By a vote of 223-202 lawmakers passed HR 4173, The
Wall Street Reform and Consumer Protection Act.
The tally did not include a single Republican vote.
The 1280
page bill will strip most of the Federal Reserve's
powers to write consumer-protection laws, creating instead the Consumer Financial Protection Agency
(CFPA) a new and independent agency which will have, as its only responsibility
protecting consumers from unfair and abusive financial products and services. The legislation also establishes a council of
regulators charged with identifying financial firms that are, in the parlance
of today, too big to fail. These
systemically risky firms will be subject to increased oversight, standards, and
regulation as well as a process for shutting down, without a taxpayer bailout,
those that get into trouble. Critics say
that the bill allows for breaking up even healthy institutions if regulators
feel they are too large.
The law incorporates
portions of an bill passed earlier this year by the house that outlawed many of
the practices that led to the subprime leading debacle and established a simple
standard for home loans: institutions
are responsible to ensure that borrowers can repay the loans they are sold.
Executive compensation is also subject to controls
written in the bills which give stockholders the right to vote on executive
compensation including pay and so-called golden parachutes and requires companies
to disclose incentive-based compensation plans.
The bill
will require dealers and major swap participants to clear swap transactions and
exchange them on an electronic platform.
The bill defines a major swap
participant as anyone that maintains a substantial net position in swaps,
exclusive of hedging for commercial risk, or whose positions create such
significant exposure to others that it requires monitoring.

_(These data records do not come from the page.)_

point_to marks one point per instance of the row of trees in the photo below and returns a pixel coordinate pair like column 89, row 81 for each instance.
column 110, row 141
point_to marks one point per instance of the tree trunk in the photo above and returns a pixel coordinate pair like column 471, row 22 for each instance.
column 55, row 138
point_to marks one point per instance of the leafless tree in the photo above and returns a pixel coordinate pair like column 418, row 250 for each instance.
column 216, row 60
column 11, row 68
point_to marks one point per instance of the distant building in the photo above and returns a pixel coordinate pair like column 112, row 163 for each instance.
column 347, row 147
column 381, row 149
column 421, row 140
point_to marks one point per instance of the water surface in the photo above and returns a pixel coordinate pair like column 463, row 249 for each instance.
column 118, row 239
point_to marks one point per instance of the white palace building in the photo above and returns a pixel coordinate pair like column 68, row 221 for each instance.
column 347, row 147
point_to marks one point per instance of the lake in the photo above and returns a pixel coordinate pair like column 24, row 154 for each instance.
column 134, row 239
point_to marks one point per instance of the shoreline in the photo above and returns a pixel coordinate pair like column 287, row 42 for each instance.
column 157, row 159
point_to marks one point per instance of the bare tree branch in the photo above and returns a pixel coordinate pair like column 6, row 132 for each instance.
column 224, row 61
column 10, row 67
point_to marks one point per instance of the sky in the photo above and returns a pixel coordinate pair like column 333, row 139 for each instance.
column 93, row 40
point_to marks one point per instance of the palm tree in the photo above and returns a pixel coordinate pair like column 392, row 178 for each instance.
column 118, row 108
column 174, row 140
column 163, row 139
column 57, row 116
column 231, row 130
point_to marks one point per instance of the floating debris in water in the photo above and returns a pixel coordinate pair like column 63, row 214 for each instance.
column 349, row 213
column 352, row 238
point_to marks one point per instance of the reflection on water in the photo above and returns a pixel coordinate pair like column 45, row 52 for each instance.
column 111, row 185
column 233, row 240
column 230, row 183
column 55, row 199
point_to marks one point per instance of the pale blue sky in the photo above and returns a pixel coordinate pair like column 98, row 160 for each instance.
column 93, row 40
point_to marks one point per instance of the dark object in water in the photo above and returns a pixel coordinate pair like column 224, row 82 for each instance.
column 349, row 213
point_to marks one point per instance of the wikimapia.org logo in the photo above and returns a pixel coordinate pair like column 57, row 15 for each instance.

The Securities and Exchange Commission is given
increased power and is authorized to conduct a study of the entire securities
industry to identify needed reforms to prevent future problems such as the
Madoff ponzi operation.
Lastly the
bill requires hedge funds to register with the SEC where they will be subject
to systemic risk regulation by a financial stability regulator.
Wall
Street and banks have fought hard against the House bill and can be expected to
continue the battle in the Senate. Major
financial corporations have complained that the bill, especially the consumer protection
agency, establishes merely another level of bureaucracy. Opponents of the bill won one victory in the
House, successfully defeating an amendment which would have allowed bankruptcy
judges to "cram down" the balance of a mortgage to reflect the current value of
the collateral.
In a
letter sent last week to the chairperson and ranking member of the House
Committee on Rules a group of mortgage associations expressed concern about one
requirement in the bill. The letter,
signed by the Community Mortgage Banking Project, the National Home Builders
Association, the Mortgage Bankers Association and four other groups said that "the
language establishing an across-the-board credit risk retention requirement
will raise consumer borrowing costs and limit the availability of affordable
mortgage options." The signers said that
they supported the concept of establishing accountability requirements for
lenders but wanted a "more prudent approach..."based on the level of risk with a
clear distinction for safe, sound and simple mortgages," and asking for an
exemption from the requirements for commercial and multifamily real estate
transactions "where the risks are well defined and understood."